Elle le regarda un moment sans un mot, semblant peser le pour et le contre. L'espace d'un instant Remus crut voir de la déception dans son regard. Il n'en fut pas sûr. Il avait un peu honte de son comportement. Elle voulait qu'il lui fasse confiance et finalement il n'avait pas réellement pu s'y résoudre puisqu'il lui demandait de jurer de ne pas révéler son secret. Son statut de loup-garou lui pesait trop pour qu'il puisse faire mieux. C'était déjà un grand pas en avant qu'il décide de lui en parler. Dumbledore semblait penser que c'était une bonne chose et le rouge et or estimait l'avis du directeur. Et puis il ne voulait pas que Narcissa ne lui adresse plus la parole.
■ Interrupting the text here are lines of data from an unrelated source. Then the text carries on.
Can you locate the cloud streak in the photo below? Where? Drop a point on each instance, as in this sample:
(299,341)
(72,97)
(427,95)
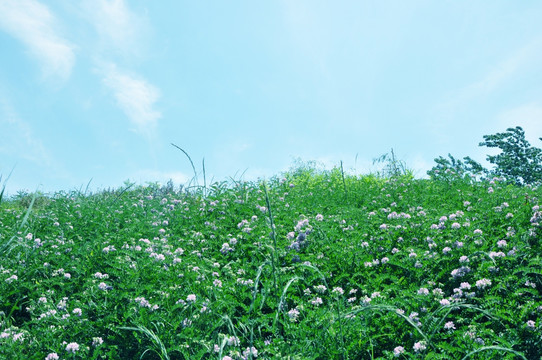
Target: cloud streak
(135,96)
(34,25)
(119,28)
(18,139)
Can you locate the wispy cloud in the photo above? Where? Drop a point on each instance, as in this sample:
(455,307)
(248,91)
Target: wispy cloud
(528,116)
(18,139)
(135,96)
(524,59)
(120,29)
(162,177)
(34,25)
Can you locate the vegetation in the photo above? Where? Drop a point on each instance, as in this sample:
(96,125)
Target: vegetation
(312,264)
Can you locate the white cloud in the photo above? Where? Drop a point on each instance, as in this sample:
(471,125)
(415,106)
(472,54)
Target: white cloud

- D'accord. Je jure sur l'Ancienne Magie de ne pas révéler ton secret si tu ne révèles pas le mien. Cela te convient ?
La voix de la jeune fille était amère mais son camarade ne le releva pas, rassemblant son courage – qui semblait pour le moment abonné aux absents. Il était bien un Gryffondor, n'est-ce pas ? Non, parce que là, brusquement, il avait un doute. Un énorme doute.
- Alors ? pressa Narcissa.
Ok. C'était décidé, Remus ne suivrait plus jamais les conseils de Dumbledore. Mais que faisait-il là au juste ? Bon, il fallait qu'il se lance maintenant…
Et pourquoi pas un petit mensonge ? S'inventer un secret sans intérêt et… Perdre la confiance de la sorcière. Idée parfaitement stupide. Il fallait qu'il se jette à l'eau.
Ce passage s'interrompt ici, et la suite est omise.